The following question came up in the course on Quantum Groups here at UC Berkeley. (If you care, I have been TeXing uneditted lecture notes.)
Let $X,Y$ be (infinite-dimensional) Hopf algebras over a ground field $\mathbb F$. A linear map $\langle,\rangle : X\otimes Y \to \mathbb F$ is a bialgebra pairing if $\langle x,y_1y_2 \rangle = \langle \Delta x,y_1\otimes y_2\rangle$ and $\langle x_1x_2,y\rangle = \langle x_1\otimes x_2,\Delta y\rangle$ for all $x,x_1,x_2 \in X$ and $y,y_1,y_2 \in Y$. (You must pick a convention of how to define the pairing $\langle,\rangle : X^{\otimes 2} \otimes Y^{\otimes 2} \to \mathbb F$.) And we also demand that $\langle 1,- \rangle = \epsilon_Y$ and $\langle -,1\rangle = \epsilon_X$, but this might follow from the previous conditions. (See edit.)

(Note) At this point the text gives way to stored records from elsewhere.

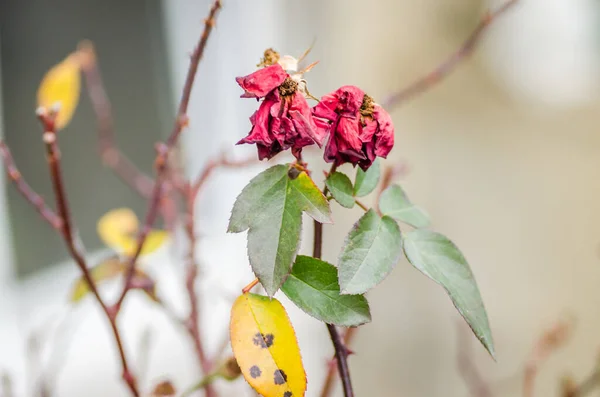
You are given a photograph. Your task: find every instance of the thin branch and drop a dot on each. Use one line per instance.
(164, 149)
(26, 191)
(589, 384)
(448, 66)
(109, 152)
(341, 352)
(550, 340)
(193, 320)
(69, 235)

A bialgebra pairing is Hopf if it also respects the antipode: $\langle S(x),y \rangle = \langle x,S(y)\rangle$. A pairing $\langle,\rangle : X\otimes Y \to \mathbb F$ is nondegenerate if each of the the induced maps $X \to Y^*$ and $Y \to X^*$ has trivial kernel.

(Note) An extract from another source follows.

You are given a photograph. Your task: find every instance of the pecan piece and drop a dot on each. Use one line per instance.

Question: Is a (nondegenerate) bialgebra pairing of Hopf algebras necessarily Hopf? (Does it depend on whether the pairing is nondegenerate?)
My intuition is that regardless of the nondegeneracy, the answer is "Yes": my motivation is that a bialgebra homomorphism between Hopf algebras automatically respects the antipode. But we were unable to make this into a proof in the infinite-dimensional case.
Edit: If $\langle,\rangle: X\otimes Y \to \mathbb F$ is nondegenerate, then it is true that as soon as it satisfies $\langle x,y_1y_2 \rangle = \langle \Delta x,y_1\otimes y_2\rangle$ and $\langle x_1x_2,y\rangle = \langle x_1\otimes x_2,\Delta y\rangle$, so that the induced maps $X \to Y^*$ and $Y \to X^*$ are (possibly non-unital) algebra homomorphisms, then it also satisfies $\langle 1,- \rangle = \epsilon_Y$ and $\langle -,1\rangle = \epsilon_X$, so that the algebra homomorphism are actually unital. But I think that this does require that the pairing be nondegenerate. At least, I don't see how to prove it without the nondegeneracy assumption. So probably the nondegeneracy is required for the statement about antipodes as well.
Best Answer
Theo,
I think one can argue like this in the case of a non-degenerate pairing. I didn't check everything here carefully, so don't believe it unless you confirm it yourself.
One has from the pairing an inclusion of $i:X\hookrightarrow Y^*$. One has two maps on $i(X)$, $S_X$, and $S_Y^*|_{i(X)}$. Both of these satisfy the axioms of an antipode on $i(X)$ (which we can check by pairing with elements of $Y$), so they must agree, as desired, since being a Hopf algebra is a property, not a structure.
I'll think about the degenerate situation. My guess is that it's not true, but I don't know.